Google and Apple (being the major operating system providers of the world’s smartphones) have teamed up to support the decentralized systems. In the next month, a change will be rolled out to enable phones to broadcast these randomized identifiers without needing them to be left unlocked. Crucially Google and Apples change will output random identifiers, i.e. ones which cannot be reversed into a phone identity, thus the change will only work with the decentralized solution. This reduces privacy loss because if they used identifiers which could be reversed (as the centralized solution) requires, this would result in the potential misuse of the facility to mass-surveillance by any country that wanted to force its citizens to install the App.

This debate of centralized vs decentralized has turned highly political in the past couple of weeks. I helped organize a letter that was signed by over 300 scientists from over 26 countries[1]. The letter calls for centralized systems to be abandoned as a serious privacy risk.

The letter calls for four principals to be adopted:

  1. Contact tracing Apps must only be used to support public health measures for the containment of COVID-19. The system must not be capable of collecting, processing, or transmitting any more data than what is necessary to achieve this purpose.
  2. Any considered solution must be fully transparent. The protocols and their implementations, including any sub-components provided by companies, must be available for public analysis. The processed data and if, how, where, and for how long they are stored must be documented unambiguously. Such data collected should be minimal for the given purpose.
  3. When multiple possible options to implement a certain component or functionality of the app exist, then the most privacy-preserving option must be chosen.  Deviations from this principle are only permissible if this is necessary to achieve the purpose of the app more effectively, and must be clearly justified with sunset provisions.
  4. The use of contact tracing Apps and the systems that support them must be voluntary, used with the explicit consent of the user and the systems must be designed to be able to be switched off, and all data deleted, when the current crisis is over.
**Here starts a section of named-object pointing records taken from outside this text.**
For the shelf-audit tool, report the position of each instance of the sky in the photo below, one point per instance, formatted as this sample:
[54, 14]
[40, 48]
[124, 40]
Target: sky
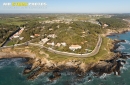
[69, 6]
Since the publication of the letter, Austria, Estonia, and Switzerland have already announced they will only adopt a de-centralized approach (in particular the DP-3T protocol developed by a team of which I am a member). In Germany, they dramatically switched from a centralized to a de-centralized model on 26th April. In both Italy and Singapore it also looks like that they will now switch to a decentralized approach. In addition, the DP-3T consortium is in discussion with a number of other countries around the world.